Input Formats¶
Docling Graph uses a unified ingestion path: all inputs go through Docling except DoclingDocument JSON (which skips conversion), using a unified path: all inputs are converted through Docling; only DoclingDocument JSON skips conversion. See Docling supported formats for what Docling accepts.
Input Normalization Process¶
The pipeline automatically detects and validates input types, routing them through the appropriate processing stages:
%%{init: {'theme': 'redux-dark', 'look': 'default', 'layout': 'elk'}}%%
flowchart TD
%% 1. Define Classes
classDef input fill:#E3F2FD,stroke:#90CAF9,color:#0D47A1
classDef config fill:#FFF8E1,stroke:#FFECB3,color:#5D4037
classDef output fill:#E8F5E9,stroke:#A5D6A7,color:#1B5E20
classDef decision fill:#FFE0B2,stroke:#FFB74D,color:#E65100
classDef data fill:#EDE7F6,stroke:#B39DDB,color:#4527A0
classDef operator fill:#F3E5F5,stroke:#CE93D8,color:#6A1B9A
classDef process fill:#ECEFF1,stroke:#B0BEC5,color:#263238
%% 2. Define Nodes
Start@{ shape: terminal, label: "Input Source" }
Detect@{ shape: procs, label: "Input Type Detection" }
%% Validators
ValPDF@{ shape: lin-proc, label: "Validate PDF" }
ValImg@{ shape: lin-proc, label: "Validate Image" }
ValText@{ shape: lin-proc, label: "Validate Text" }
ValMD@{ shape: lin-proc, label: "Validate MD" }
ValDoc@{ shape: lin-proc, label: "Validate Docling" }
%% URL Specifics
ValURL@{ shape: lin-proc, label: "Validate & Download URL" }
CheckDL{"Type?"}
%% Handlers
HandVisual@{ shape: tag-proc, label: "Visual Handler" }
HandText@{ shape: tag-proc, label: "Text Handler" }
HandDoc@{ shape: tag-proc, label: "Object Handler" }
%% Outcomes
SetFlags@{ shape: procs, label: "Set Processing Flags" }
Output@{ shape: doc, label: "Normalized Context" }
%% 3. Define Connections
Start --> Detect
%% Input Detection Routing
Detect -- PDF --> ValPDF
Detect -- Image --> ValImg
Detect -- Text --> ValText
Detect -- MD --> ValMD
Detect -- Docling --> ValDoc
Detect -- URL --> ValURL
%% URL Routing (Feeds back into validators)
ValURL --> CheckDL
CheckDL -- PDF --> ValPDF
CheckDL -- Image --> ValImg
CheckDL -- Text --> ValText
CheckDL -- MD --> ValMD
%% Validation to Handlers (The "Happy Path")
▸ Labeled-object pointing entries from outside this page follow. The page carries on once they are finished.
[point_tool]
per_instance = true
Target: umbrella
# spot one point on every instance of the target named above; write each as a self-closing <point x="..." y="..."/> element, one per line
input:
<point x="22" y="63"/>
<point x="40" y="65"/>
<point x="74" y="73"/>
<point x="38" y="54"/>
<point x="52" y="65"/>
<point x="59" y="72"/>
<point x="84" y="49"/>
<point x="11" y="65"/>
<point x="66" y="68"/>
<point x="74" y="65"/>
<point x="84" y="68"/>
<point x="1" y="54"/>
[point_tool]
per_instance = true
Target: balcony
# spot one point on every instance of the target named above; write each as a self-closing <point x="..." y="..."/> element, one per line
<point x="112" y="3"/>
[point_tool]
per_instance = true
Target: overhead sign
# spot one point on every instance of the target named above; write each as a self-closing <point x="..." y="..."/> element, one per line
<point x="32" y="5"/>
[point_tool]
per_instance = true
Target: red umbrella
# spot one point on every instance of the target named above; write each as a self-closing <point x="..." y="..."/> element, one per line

ValPDF & ValImg --> HandVisual
ValText & ValMD --> HandText
ValDoc --> HandDoc
%% Converge Handlers to Output
HandVisual & HandText & HandDoc --> SetFlags --> Output
%% 4. Apply Classes
class Start input
class Detect,SetFlags process
class ValPDF,ValImg,ValText,ValMD,ValURL,ValDoc process
class HandVisual,HandText,HandDoc operator
class CheckDL decision
class Output output
Key behavior: - DoclingDocument JSON: Loaded directly; conversion is skipped. - All other inputs: Normalized (e.g. URL download, text to temp .md), then sent to Docling. Docling validates format; unsupported types raise Docling errors. - URLs: Downloaded to a temp file; path is passed to Docling.
Supported Input Formats¶
Docling Graph does not whitelist extensions. Any file or URL is sent to Docling; Docling supported formats include PDF, Office (DOCX, XLSX, PPTX), images, HTML, Markdown, LaTeX, AsciiDoc, CSV. Unsupported formats produce a Docling conversion error (e.g. ExtractionError: Conversion failed in Docling: ...).
Document inputs (files, raw text)¶
Any Docling-supported file, or raw text (API only). Text and .txt are normalized to markdown, then sent to Docling.
CLI: docling-graph convert document.pdf -t templates.billing_document.BillingDocument
API: Same; for raw text use source="text content" and run_pipeline(config, mode="api").
URLs¶
Description: Download and process documents from HTTP/HTTPS URLs.
Processing: Content is downloaded to a temporary file; the path is passed to Docling. Supported formats are those Docling supports.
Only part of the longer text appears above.